Was the young Filipina-Canadian woman snatched by an unknown assailant or human trafficker? Did she intentionally vanish to create a new life and identity? Or did she simply lose her way in the trees, slip into a stream, fall from a rock ledge?
Police do not have evidence pointing to foul play, says Ontario Provincial Police Sgt. Shelley Garr, but they just don't know.
"There are a number of possibilities," she says, "but we don't speak to hypotheticals."
There's a website, www.findchristinacalayca.com, that details a 2008 fundraising gala, holds a cache of news stories, promotes a CD — "Missing You" — that's dedicated to Calayca.
The site exudes affection for the lost woman.
"Each day since her disappearance months ago, Christina's loved ones have hoped and prayed that she would return to us safely," a message states. "If hope alone were enough, she would already be home; but she unfortunately is not."
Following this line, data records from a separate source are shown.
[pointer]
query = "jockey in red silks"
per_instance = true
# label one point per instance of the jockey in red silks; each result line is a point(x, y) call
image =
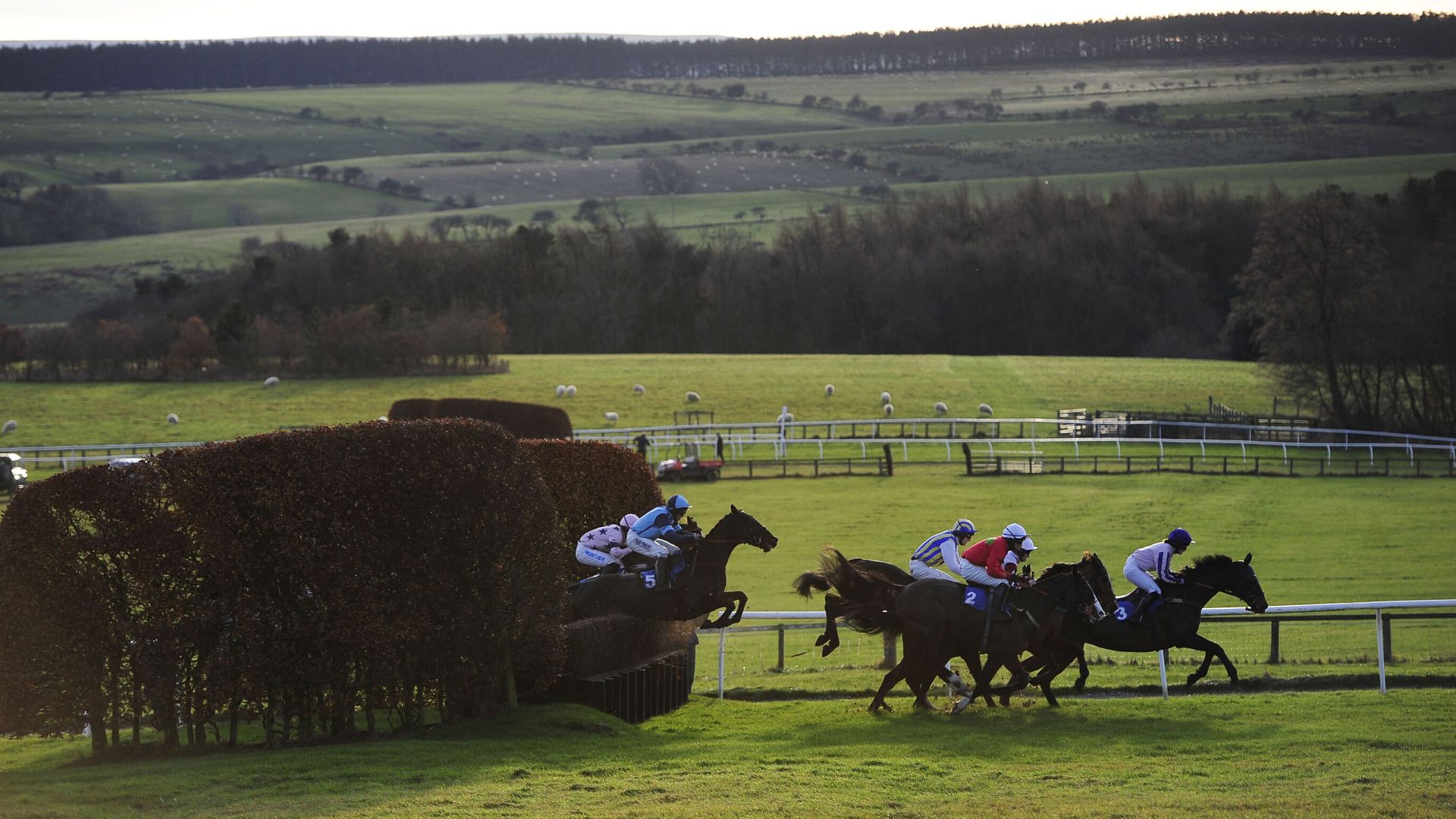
point(986, 564)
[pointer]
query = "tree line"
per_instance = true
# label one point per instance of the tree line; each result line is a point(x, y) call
point(131, 66)
point(1171, 271)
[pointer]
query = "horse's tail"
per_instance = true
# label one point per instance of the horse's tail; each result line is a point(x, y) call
point(867, 601)
point(810, 582)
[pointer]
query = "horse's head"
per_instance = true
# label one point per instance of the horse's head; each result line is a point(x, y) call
point(742, 528)
point(1232, 577)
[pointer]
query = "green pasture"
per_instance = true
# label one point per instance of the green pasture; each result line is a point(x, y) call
point(1250, 755)
point(258, 200)
point(733, 388)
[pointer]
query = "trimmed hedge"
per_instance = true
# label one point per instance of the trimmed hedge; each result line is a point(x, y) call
point(300, 577)
point(523, 420)
point(592, 484)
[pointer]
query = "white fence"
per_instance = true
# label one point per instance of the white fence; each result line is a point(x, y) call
point(1379, 621)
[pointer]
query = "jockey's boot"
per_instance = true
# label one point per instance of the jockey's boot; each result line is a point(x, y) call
point(661, 567)
point(1141, 613)
point(998, 607)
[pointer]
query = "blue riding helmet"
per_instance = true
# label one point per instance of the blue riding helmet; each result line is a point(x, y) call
point(1180, 537)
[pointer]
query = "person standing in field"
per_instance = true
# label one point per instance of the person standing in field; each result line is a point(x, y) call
point(1155, 558)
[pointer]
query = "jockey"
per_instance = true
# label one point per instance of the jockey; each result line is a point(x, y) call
point(645, 537)
point(604, 547)
point(941, 550)
point(1158, 560)
point(987, 561)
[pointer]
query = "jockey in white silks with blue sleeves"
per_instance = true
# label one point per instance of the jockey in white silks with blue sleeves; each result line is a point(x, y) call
point(1155, 558)
point(943, 548)
point(645, 535)
point(606, 545)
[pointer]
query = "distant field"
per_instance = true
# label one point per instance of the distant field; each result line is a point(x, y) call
point(734, 388)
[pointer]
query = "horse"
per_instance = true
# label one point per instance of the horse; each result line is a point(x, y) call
point(1172, 626)
point(858, 591)
point(698, 589)
point(938, 624)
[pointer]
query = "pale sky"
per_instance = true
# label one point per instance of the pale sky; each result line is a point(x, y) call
point(212, 19)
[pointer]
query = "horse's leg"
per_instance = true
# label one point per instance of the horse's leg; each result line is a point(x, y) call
point(892, 678)
point(1210, 651)
point(830, 639)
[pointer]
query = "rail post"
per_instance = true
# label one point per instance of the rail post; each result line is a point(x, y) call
point(1379, 646)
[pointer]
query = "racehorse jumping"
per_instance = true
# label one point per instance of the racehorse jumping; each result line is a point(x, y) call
point(1171, 626)
point(861, 591)
point(699, 586)
point(940, 624)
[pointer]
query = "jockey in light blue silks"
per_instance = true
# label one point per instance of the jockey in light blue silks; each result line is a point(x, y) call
point(645, 537)
point(1156, 558)
point(606, 545)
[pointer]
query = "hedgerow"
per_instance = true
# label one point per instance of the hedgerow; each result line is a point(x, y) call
point(302, 577)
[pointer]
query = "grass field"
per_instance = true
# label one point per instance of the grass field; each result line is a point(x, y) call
point(734, 388)
point(1251, 755)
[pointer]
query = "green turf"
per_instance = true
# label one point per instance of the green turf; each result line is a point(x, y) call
point(1253, 755)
There have now been six searches — three led by the OPP, three organized by Calayca's family, including one with sniffer dogs supplied by a benevolent search-and-rescue specialist from the U.S.
"She went missing and there's been nothing since," Garr said in a recent interview. "Christina's mother was up again this past weekend. They are still actively searching for answers. But it must be frustrating for them."
The best chance for discovery, she adds, might have been during the initial 17-day search in August 2007, a full-scale operation involving aerial crews and extensive grid-pattern sweeps by emergency personnel on the ground.
"But then we got into fall," says Garr, "and fall turns into winter."